Creatives from all around the world looked for ways to raise awareness of racial inequality after African-American George Floyd was killed by a white police officer on Monday May 25.
Artist Jammie Holmes flew banners stating Floyd's last words across the skies of five US cities, while a wave of graphic designers created visuals in support of the Black Lives Matter movement.
"Illustrators hold a responsibility not only to be aware of the lack of diversity within mainstream media, but also to strive to create representational multicultural artworks that create positive change," said artist Harriet Lee-Merrion.
Architects and designers also showed solidarity online by posting black squares to their Instagram feeds.
The Belgian artist Christo Vladimirov Javacheff, known simply as Christo, passed away in his New York apartment this week on 31 May.
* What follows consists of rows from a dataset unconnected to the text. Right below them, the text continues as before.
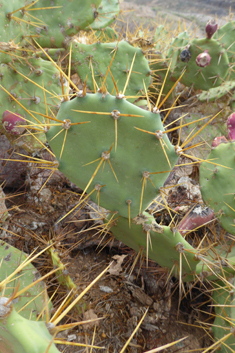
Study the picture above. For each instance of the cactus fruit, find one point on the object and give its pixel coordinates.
(211, 28)
(212, 72)
(203, 59)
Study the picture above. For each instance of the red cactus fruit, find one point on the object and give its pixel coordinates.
(195, 218)
(211, 28)
(218, 140)
(12, 123)
(203, 59)
(231, 127)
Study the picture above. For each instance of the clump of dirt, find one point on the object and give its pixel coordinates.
(123, 295)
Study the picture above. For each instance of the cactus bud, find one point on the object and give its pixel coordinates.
(185, 55)
(203, 59)
(12, 123)
(211, 28)
(231, 127)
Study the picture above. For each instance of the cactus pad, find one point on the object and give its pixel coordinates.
(129, 165)
(218, 184)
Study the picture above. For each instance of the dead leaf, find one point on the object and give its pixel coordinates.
(90, 315)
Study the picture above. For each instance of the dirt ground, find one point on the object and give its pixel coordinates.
(122, 296)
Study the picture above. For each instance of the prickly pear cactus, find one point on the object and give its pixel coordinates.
(91, 63)
(217, 180)
(20, 335)
(206, 65)
(106, 14)
(224, 324)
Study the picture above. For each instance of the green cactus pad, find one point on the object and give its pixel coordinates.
(98, 56)
(225, 36)
(121, 175)
(107, 34)
(57, 22)
(224, 324)
(11, 259)
(218, 184)
(19, 335)
(106, 14)
(203, 77)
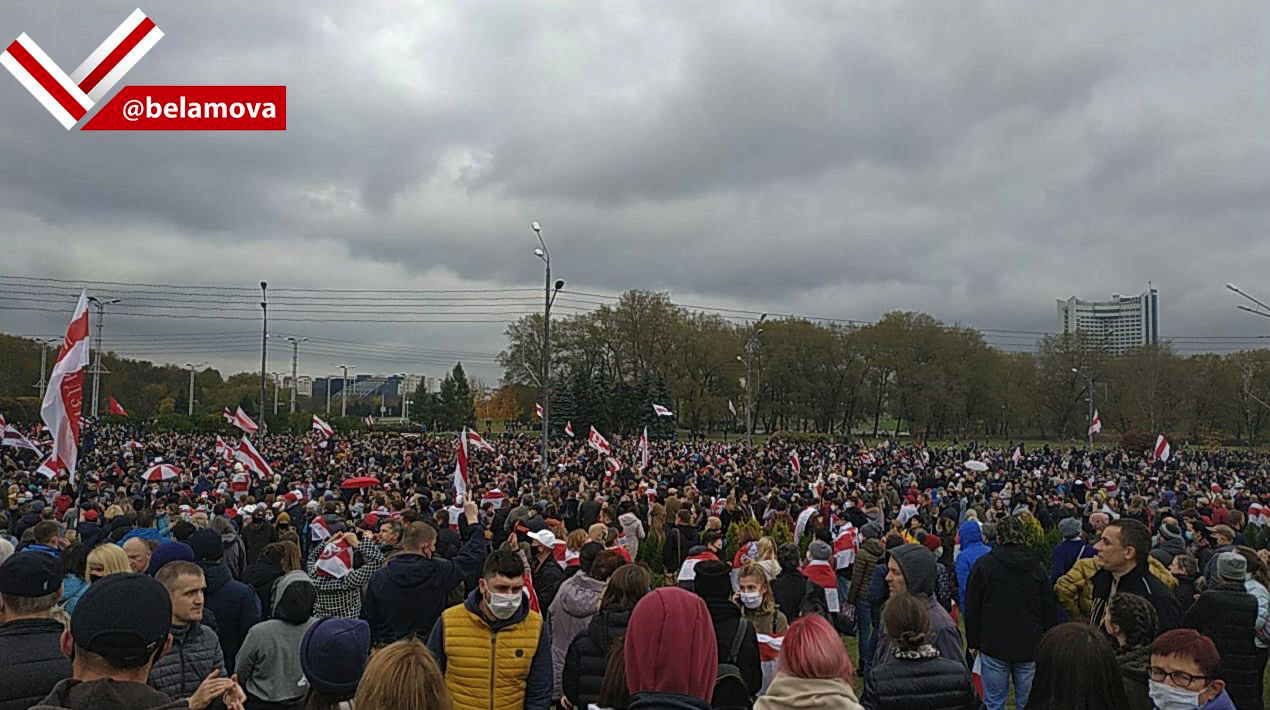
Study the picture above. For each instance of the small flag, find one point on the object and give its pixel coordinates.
(323, 427)
(598, 442)
(337, 559)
He started creating large-scale installations with his wife, Jean Claude, back in the 1960s and eventually became known for wrapping structures – such as the Pont Neuf in Paris and Berlin's Reichstag – in dramatic swathes of fabric.
"Christo lived his life to the fullest, not only dreaming up what seemed impossible but realising it," his office said in a statement.
Both the architecture and design industries continued to ponder the ways in which humans will live post coronavirus.
Interiors writer Michelle Ogundehin predicts we'll increasingly crave tactile home environments as touchless tech becomes the norm in the outside world.
Meanwhile Helen Berresford – who heads up studio ID:SR – thinks that the pandemic won't kill the concept of the office, but companies will have to completely rethink shared spaces like lobbies and lifts.
Stefano Boeri Architetti and Albanian studio SON-Group also revealed visuals for Tirana riverside, a neighbourhood designed to fend off further outbreaks of Covid-19.
Tall buildings also peaked readers' interests this week, as Herzog & de Meuron revealed plans to build a super-skinny skyscraper in Toronto, Canada that will rise up 324 metres.
Over in Miami Beach, Italian architect Antonio Citterio completed a tower that's fronted by stone and glass balconies.
Other popular projects on Dezeen this week include Casa Borrero, a 40-metre long Spanish house designed by Studio Wet, Courtyard House by No Architecture, which wraps around a garden filled with deciduous trees, and a dwelling in Sydney by interiors studio Esoteriko that has one bright-blue room.